For predictive markers, our literature review revealed that, although authors may recommend some particular number or threshold, such as using RNA with certain parameters, this recommendation is usually not based on proven evidence.

In some cases, animal models can allow identification of QC tools applicable to human biospecimens. For example, postmortem salmon RNA stability has been shown to be tissue-type dependent,⁵⁸ and mouse phosphorylated protein status has been shown to be greatly influenced by the postmortem interval.⁵⁹ A QC marker identified in an animal model may be applied to human biospecimens if the corresponding molecule or pathway is expressed in both.
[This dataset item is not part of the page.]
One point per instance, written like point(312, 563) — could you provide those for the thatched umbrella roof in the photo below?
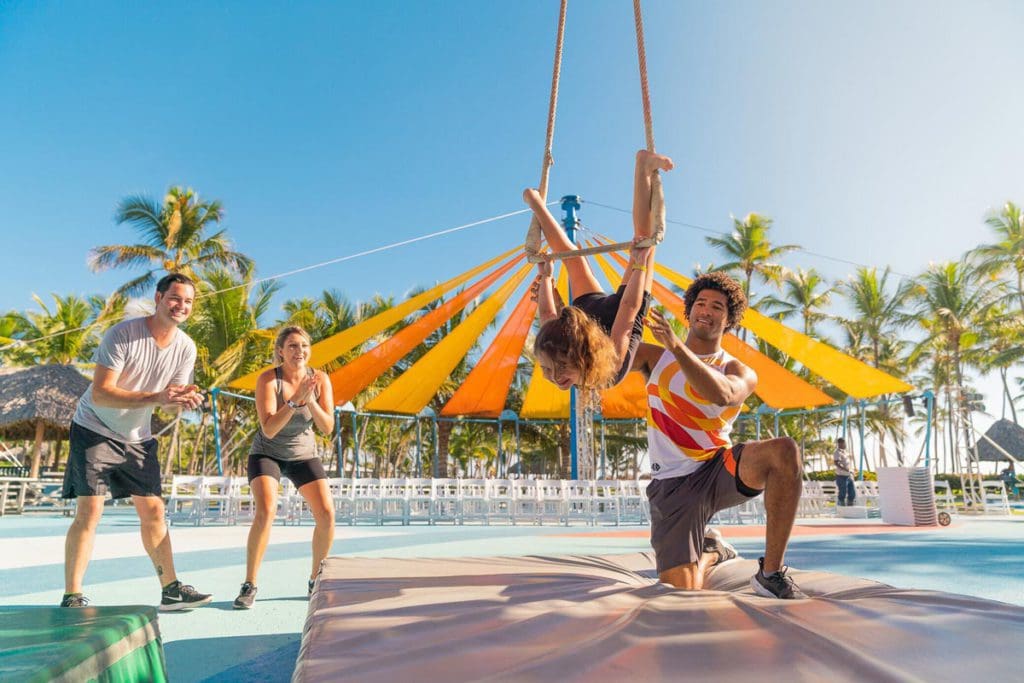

We derived potential QC tools from publications that were not intended to identify quality-assurance and quality-control (QA/QC) markers. Most studies had a different aim, such as the development of a technique. In most of these cases, the data need to be validated on a larger scale. Only through large-scale international validation exercises will we be able to reach a consensus on the most reliable QC markers, introduce them into proficiency testing programs⁶⁰ and into biobank accreditation schemes, and establish reference ranges, and so ultimately incorporate them into future reporting recommendations.⁶¹

To standardize the assays to be used to assess the molecular integrity of biospecimens, candidate QC tools such as those identified in the present review should be validated by large biospecimen research project consortia. They should also be cross-checked against previously established upstream QC tools, such as the RIN (method comparison), and against downstream QC metrics, such as microarray metrics (method performance). Critical windows of preanalytical variations and biospecimen quality ranges, such as would be acceptable for specific applications, could ultimately be identified by large biospecimen research consortia studying different applications, including high-throughput sequencing, multiplex PCR, epigenetics, gene expression, microRNA, and protein arrays.